İşte şimdi bu anne ve oğul kapıdan içeri giriyorlardı. Üzgün ve tedirgin yüzlerle. Az biraz anlamıştım konuyu. Vesvese sarmıştı dört bir yanlarını. En çok da çocuklarını. Tamam, çok ama çok temiz yetiştirmişlerdi. Kabul ediyordu annesi, çok baskıya maruz bırakmıştı oğlunu. Hep ne yapacağını nasıl davranacağını söylemişti. Öyle bir haldeydiler ki, çocuk her sözünde anneden onay ister gibi gözlerinin içine bakıyordu, çaresizdi. Beğenilmek istiyorum diye avaz avaz bağırıyordu aslında. Tek istediğim onaylanmak demek ister gibiydi. Oysa annenin görüş alanında değildi. Anneye göre mükemmel bir çocuk, örnek bir öğrenci, çok sessiz çok saygılı çok düzenli çok çalışkandı…
Otur derse oturan, kalk derse kalkan süper örnek bir çocuk. Eee peki ne olmuştu da gelmişti bize.
Geceleri uyumaktan korkan, kabus görerek uyanan, sürekli ellerini yıkayan, kaygılı, hep tedirgin, çok sessiz, içine kapanık bir çocuk olmuştu. Üstüne üstlük bir de tikler başlamıştı. Geçmek bilmeyen, inat eden…
Yapılan görüşmede annenin aşırı kuralcı hali dikkati çekti. En küçük dağınıklığa bile tahammül edemeyen anne, çocuğunun oyuncaklarını oturma odasına sokmazdı. Ev hep tertemiz, sanki içinde insan yaşamıyor havasında düzenliydi. Kılı kırk yaran bir anne. Aşırı kuralcı. Aşırı titiz. Hep en iyi olacak, en mükemmel olacak diyen biri. Temizliği ödüllendirir, düzensizliği bağışlamaz. Çocuklarının görgü kurallarına azami dikkat etmesini ister, yaşlarının ötesinde olgun davranış beklerdi. Kısacası çocuk değil büyük insan olmalarını isterdi. Ve öyle de olmuştu. Bu küçük çocuk, fazlasıyla olgun davranmaya başlamış, içindeki çocuğu anılara gömeli çoook uzun zaman olmuştu.
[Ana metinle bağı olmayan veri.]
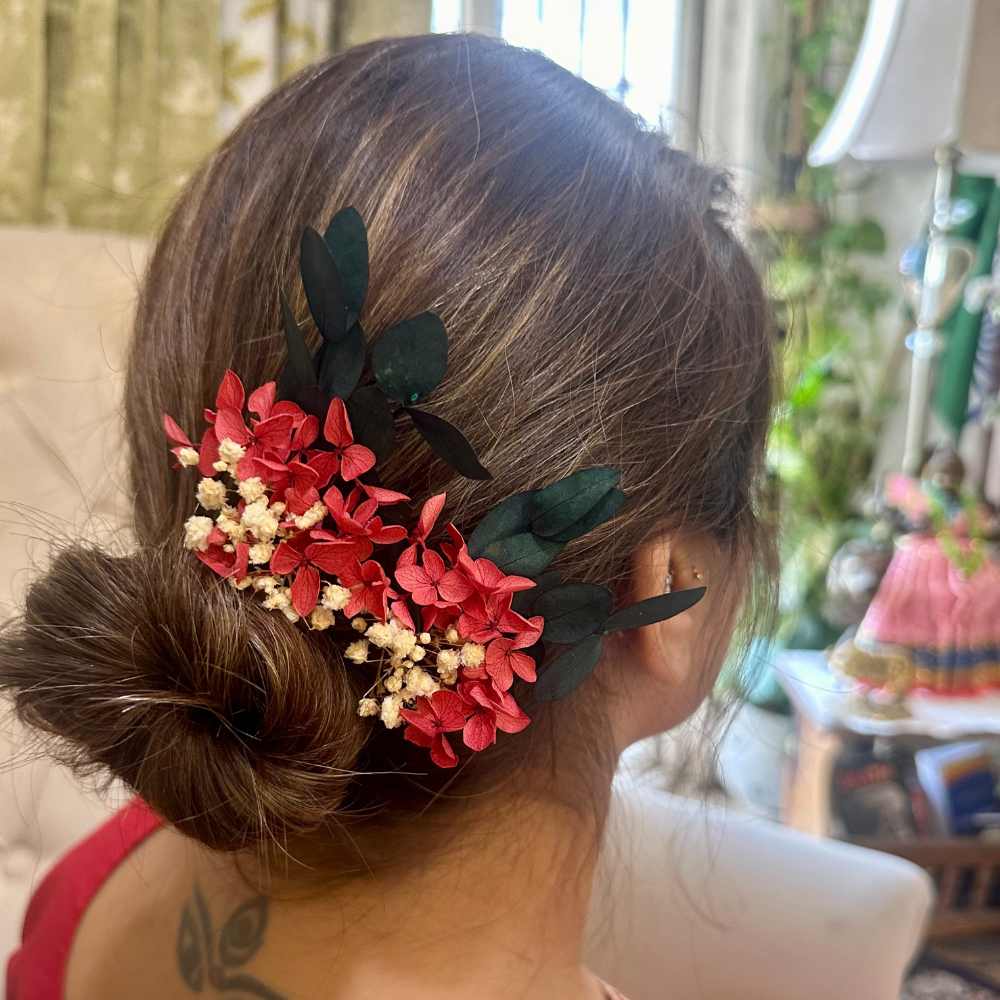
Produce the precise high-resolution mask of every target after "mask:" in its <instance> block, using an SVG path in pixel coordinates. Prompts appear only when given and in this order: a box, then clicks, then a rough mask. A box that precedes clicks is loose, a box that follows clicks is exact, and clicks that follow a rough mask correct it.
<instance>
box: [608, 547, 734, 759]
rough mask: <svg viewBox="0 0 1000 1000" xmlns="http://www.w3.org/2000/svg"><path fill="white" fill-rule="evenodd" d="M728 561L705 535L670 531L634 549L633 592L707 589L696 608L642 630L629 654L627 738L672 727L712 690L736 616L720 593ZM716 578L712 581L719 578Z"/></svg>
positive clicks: (636, 632)
mask: <svg viewBox="0 0 1000 1000" xmlns="http://www.w3.org/2000/svg"><path fill="white" fill-rule="evenodd" d="M723 570H724V565H723V559H722V556H721V554H720V550H719V548H718V546H717V545H716V543H715V542H714V541H713V540H712V539H710V538H708V537H707V536H704V535H689V534H682V533H665V534H663V535H661V536H659V537H658V538H656V539H654V540H652V541H650V542H647V543H646V544H645V545H644V546H642V547H641V548H640V549H639V550H638V551H637V552H636V555H635V559H634V566H633V576H632V599H633V600H636V601H639V600H645V599H647V598H650V597H655V596H656V595H658V594H661V593H664V591H668V590H669V591H673V592H679V591H682V590H695V589H698V588H702V587H704V588H705V596H704V598H703V599H702V600H701V601H700V602H699V603H698V604H696V605H695V606H694V607H691V608H689V609H688V610H687V611H684V612H682V613H681V614H678V615H676V616H674V617H673V618H669V619H667V620H666V621H661V622H656V623H654V624H651V625H647V626H645V627H644V628H641V629H639V630H638V631H637V632H635V633H634V634H633V635H632V637H631V638H630V640H629V642H630V648H629V650H628V654H627V658H628V660H629V661H630V668H629V669H631V670H633V671H635V673H636V675H637V676H635V677H634V683H633V686H632V688H631V690H632V691H633V692H634V695H633V697H632V698H631V699H630V700H631V701H632V702H633V704H631V705H630V706H629V709H628V717H629V723H628V728H629V729H630V730H632V732H631V733H630V734H629V737H628V739H627V740H626V742H630V741H631V740H632V739H638V738H641V737H642V736H645V735H650V734H652V733H655V732H661V731H663V730H664V729H669V728H671V727H672V726H674V725H676V724H677V723H679V722H681V721H682V720H683V719H684V718H686V717H687V716H688V715H690V714H691V712H693V711H694V710H695V709H696V708H697V706H698V705H699V704H700V703H701V702H702V700H703V699H704V698H705V697H706V695H707V694H708V692H709V691H710V690H711V688H712V685H713V683H714V680H715V676H716V674H717V672H718V669H719V667H720V665H721V662H722V658H723V655H724V653H725V650H726V648H727V647H728V642H729V637H730V634H731V631H732V625H733V615H732V613H730V612H728V611H727V610H726V608H725V607H723V606H722V605H725V604H726V603H727V602H726V601H725V600H722V601H720V600H719V597H720V595H719V594H718V593H717V591H719V590H720V589H725V588H720V587H719V586H718V584H719V583H720V580H721V577H722V576H723V575H724V573H723ZM713 583H714V585H713Z"/></svg>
Annesi üzülmesin, babasıyla tartışmasın, evi terk etmesin diye hep onların dediğini onların istediğini yapmaya çalışmıştı. Zira annesi ikide bir “Annen olmam, beni üzersen hastalanırım.” Sözleriyle sindirmeye çalışmış, bunu da başarmıştı. Okulda kurallara herkesten önce o uyar, eleştirilmekten ödü kopardı. Üst benliği gereğinden fazla gelişmiş, gereğinden fazla büyümüştü. Ve bu erkenden gelişen katı üst benliği, çocuğa pek çok duygusunu açıklama olanağı vermediği için herşeyi içine atar. Ama ne zamana kadar? Belli bir süre baskı altında tutabilir. Savunma gücünün zayıfladığı güçsüz kaldığı bir zamanda da geri teperler. Ve sonuç. Kuralcı, titiz anne babaların çocuk olmadan büyüyen yavrularında saplantılı düşünceler, davranış bozuklukları. İhtiyarlamış çocuk bedenler, hastalanmış ruhlar, ölgün küçük insanlar…
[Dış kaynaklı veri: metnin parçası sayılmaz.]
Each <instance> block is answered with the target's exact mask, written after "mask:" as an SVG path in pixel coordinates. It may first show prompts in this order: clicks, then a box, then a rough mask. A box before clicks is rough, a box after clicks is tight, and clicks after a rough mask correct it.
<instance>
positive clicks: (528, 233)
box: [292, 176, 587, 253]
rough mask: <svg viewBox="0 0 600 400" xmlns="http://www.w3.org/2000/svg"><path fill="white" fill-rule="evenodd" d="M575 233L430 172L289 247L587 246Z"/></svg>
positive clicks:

Ve bu anne babalara söylenebilir tek söz; “En iyi, iyinin düşmanıdır.” Sözü olabilir. Onlar için gevşemek, rahatlamak, en güç iştir. Çünkü bu ebeveynler, eğlenirken bile görev yapar gibidirler. Kendileri gevşeyemedikleri gibi çocuklarını da koy vermezler. Öylesine katıdırlar, hep gergin, yay gibidirler. Kendilerine tanımadıkları özgürlüğü çocuklarına da tanıyamazlar… Nereye kadar? Başını duvara toslayıncaya kadar mı?
Dur ve düşün ey insan! Sadece kendine gel, bir kısacık mola ver. Ve her şeye müdahale edemeyeceğini anla! Anla ki haddini bil, insan olduğunu, yaratılan olduğunu bil. Ve bir şeyler için geç olmadan içimizdeki çocuğa da kendi çocuklarımıza da hoşgörülü davranmayı öğren.